Alphonse Djedje Mady, the general secretary of the Democratic Party of Ivory Coast (PDCI), which ruled the west African country from 1960 until 1999, said the list of nominees was presented to political parties by Gbagbo and Prime Minister Seydou Diarra, named under the same French peace pact, on Tuesday.

The sensitive defence and interior ministries, which the rebels insist were promised them under the peace accord reached after ten days of talks in January in the French town of Marcoussis, near Paris, and accepted by Gbagbo, had been given to "neutral" figures, Mady said.

"The list that was presented to us is balanced but it is not exactly mathematical," he said.

"The basis -- and we all agreed on this -- is that everybody should be included," he said, without giving details.

Ivory Coast's armed forces and four main political parties have balked at the idea of seeing rebel representatives in a power-sharing government, especially in the key defense and interior ministries they have laid claim to.

The conflict in Ivory Coast, which began in mid-September when rebels launched an uprising against Gbagbo's government, has left hundreds dead and the country's cocoa-driven economy in tatters.

It has split the world's leading cocoa producer not only geographically but also widened ethnic and religious chasms. The rebels hold the Muslim-majority north and much of the west, and the government controls the Christian-dominated south.

On Sunday, both the main rebel Patriotic Movement Patriotic Movement of Ivory Coast (MPCI) and the Popular Movement of Ivory Coast's Far West (MPIGO) threatened to renew clashes with forces loyal to Gbagbo if they were not given the key ministries.

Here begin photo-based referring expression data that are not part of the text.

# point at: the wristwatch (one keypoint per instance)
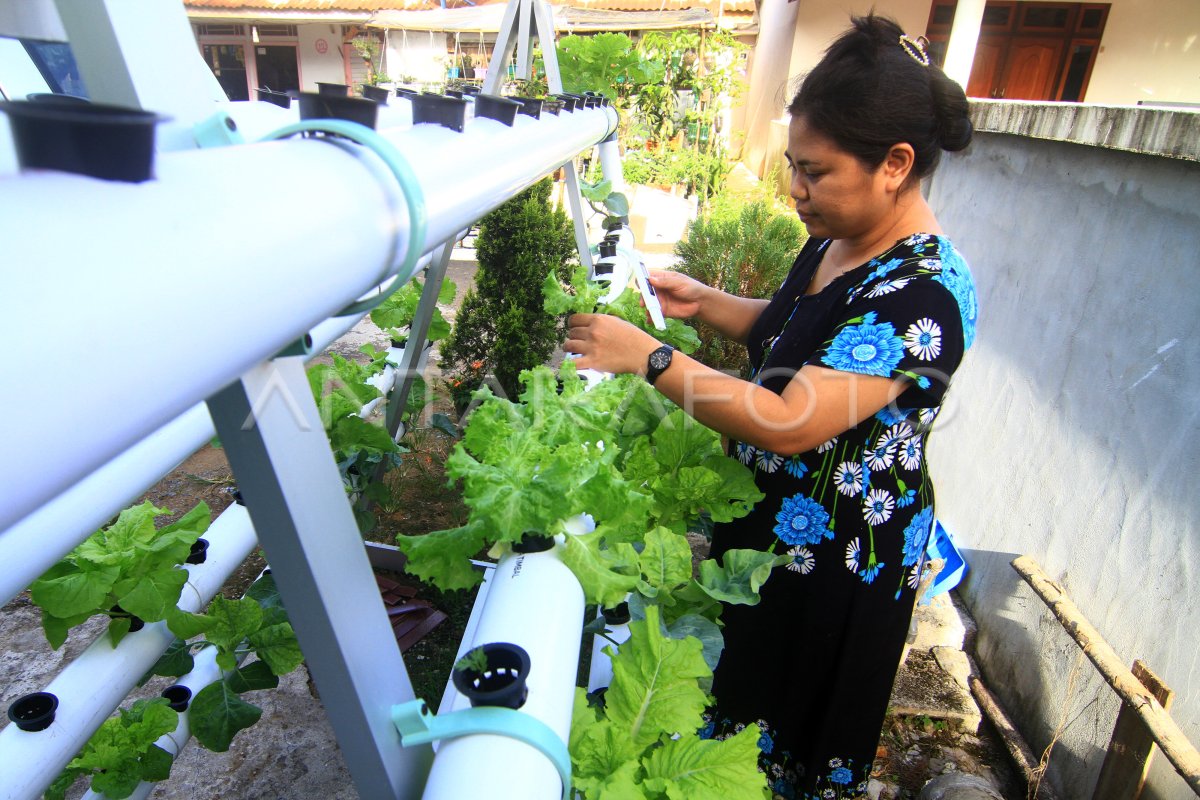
(658, 362)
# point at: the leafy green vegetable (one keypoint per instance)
(643, 744)
(396, 313)
(703, 769)
(217, 714)
(123, 753)
(474, 660)
(129, 564)
(619, 452)
(585, 299)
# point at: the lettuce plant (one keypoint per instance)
(129, 564)
(643, 744)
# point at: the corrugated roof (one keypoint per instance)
(333, 7)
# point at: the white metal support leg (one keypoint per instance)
(522, 20)
(276, 445)
(418, 334)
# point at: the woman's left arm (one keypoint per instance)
(816, 404)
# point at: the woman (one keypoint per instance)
(850, 360)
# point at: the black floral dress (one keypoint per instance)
(813, 663)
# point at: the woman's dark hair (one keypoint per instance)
(870, 91)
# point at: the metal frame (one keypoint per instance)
(271, 432)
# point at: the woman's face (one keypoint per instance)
(835, 196)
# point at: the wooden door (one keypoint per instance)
(1031, 70)
(985, 70)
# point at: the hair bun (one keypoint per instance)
(951, 112)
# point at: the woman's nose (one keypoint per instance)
(798, 191)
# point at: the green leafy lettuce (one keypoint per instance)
(585, 299)
(130, 565)
(643, 744)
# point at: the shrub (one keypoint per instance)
(502, 328)
(744, 248)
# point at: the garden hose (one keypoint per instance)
(408, 185)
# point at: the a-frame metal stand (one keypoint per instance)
(523, 19)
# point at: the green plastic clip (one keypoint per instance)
(418, 726)
(217, 131)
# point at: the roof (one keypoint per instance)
(489, 17)
(360, 10)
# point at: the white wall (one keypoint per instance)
(1149, 54)
(315, 65)
(420, 54)
(1072, 432)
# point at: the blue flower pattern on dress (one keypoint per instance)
(916, 536)
(955, 276)
(802, 521)
(868, 349)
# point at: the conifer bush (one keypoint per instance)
(502, 328)
(743, 248)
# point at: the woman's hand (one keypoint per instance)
(609, 343)
(679, 295)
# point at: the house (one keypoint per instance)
(1108, 53)
(288, 44)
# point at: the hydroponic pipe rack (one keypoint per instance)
(331, 220)
(189, 316)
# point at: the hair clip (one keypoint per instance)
(916, 48)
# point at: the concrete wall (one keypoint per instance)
(315, 65)
(1150, 52)
(1072, 433)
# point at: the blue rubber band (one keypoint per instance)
(417, 726)
(409, 186)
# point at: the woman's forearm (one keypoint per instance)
(730, 314)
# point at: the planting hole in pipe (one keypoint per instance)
(136, 623)
(199, 552)
(534, 542)
(617, 615)
(178, 697)
(34, 711)
(493, 674)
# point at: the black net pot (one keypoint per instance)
(333, 89)
(34, 711)
(503, 683)
(280, 98)
(178, 697)
(100, 140)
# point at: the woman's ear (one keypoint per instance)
(898, 166)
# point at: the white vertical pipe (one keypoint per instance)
(964, 40)
(610, 163)
(534, 602)
(330, 204)
(101, 677)
(39, 541)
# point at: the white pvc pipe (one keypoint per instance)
(181, 305)
(610, 164)
(91, 686)
(535, 602)
(39, 541)
(204, 672)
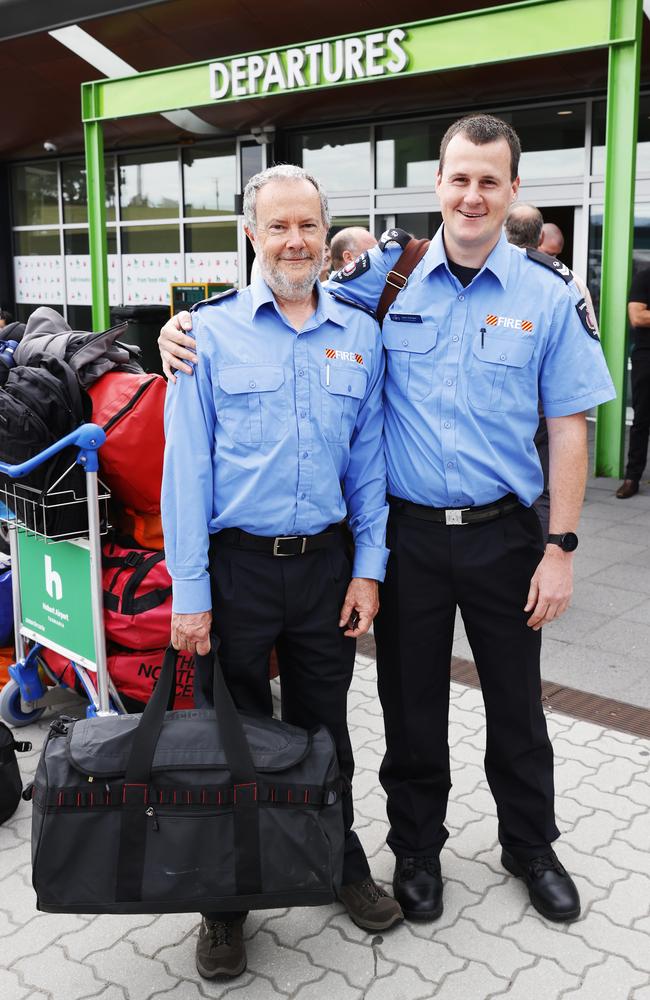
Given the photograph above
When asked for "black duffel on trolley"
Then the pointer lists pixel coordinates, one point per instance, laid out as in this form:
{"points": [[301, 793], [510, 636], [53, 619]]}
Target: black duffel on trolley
{"points": [[184, 811]]}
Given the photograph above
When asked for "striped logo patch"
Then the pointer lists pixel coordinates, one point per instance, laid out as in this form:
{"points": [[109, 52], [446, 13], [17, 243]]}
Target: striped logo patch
{"points": [[509, 323], [330, 353]]}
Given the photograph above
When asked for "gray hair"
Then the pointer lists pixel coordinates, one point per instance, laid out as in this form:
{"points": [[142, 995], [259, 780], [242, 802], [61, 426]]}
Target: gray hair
{"points": [[286, 172]]}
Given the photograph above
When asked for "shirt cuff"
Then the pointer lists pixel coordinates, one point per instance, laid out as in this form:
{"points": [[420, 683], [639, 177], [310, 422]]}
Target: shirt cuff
{"points": [[191, 597], [579, 404], [370, 562]]}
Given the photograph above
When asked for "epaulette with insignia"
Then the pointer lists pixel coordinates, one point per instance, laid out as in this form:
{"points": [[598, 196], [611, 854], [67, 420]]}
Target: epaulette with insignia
{"points": [[213, 298], [353, 269], [399, 236], [350, 302], [566, 274], [552, 263]]}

Gbagbo has vacillated over implementing the deal, which he endorsed at a summit of African leaders in Paris that followed the Marcoussis peace talks in January. Gbagbo did not attend those talks.

The embattled Ivorian president called the French-brokered deal into question on his return home after the Paris summit, calling it just a set of proposals.

After promising to address the divided nation on the deal, he then maintained a sphinx-like silence on the pact for two weeks, during which his hardline supporters ran riot in Abidjan, attacking French symbols including the embassy, schools and businesses and prompting Paris to advise nationals to leave its former star west African colony.

The Ivorian leader broke his silence on February 7 -- two weeks after his return from France -- with a televised national address in which he said he accepted the "spirit" of the accord but stressed that he would not implement anything that went against the grain of the Ivorian constitution.

Critics of the French deal have also vented their ire on the new consensus prime minister Diarra whom they lampooned as a "prime minister of the French." Diarra did not return home for days after the accord was finalised in France as Gbagbo's militant supporters launched a vitriolic campaign against the veteran diplomat, who served as prime minister under an earlier military government.

He finally came home after fiery pro-Gbagbo youth leader Charles Ble Goude, whose followers spearheaded riots against the Marcoussis accord in Abidjan, said he was swallowing Diarra as "a bitter pill" after Gbagbo called for an end to the violence sparked by the pact - Sapa-AFP.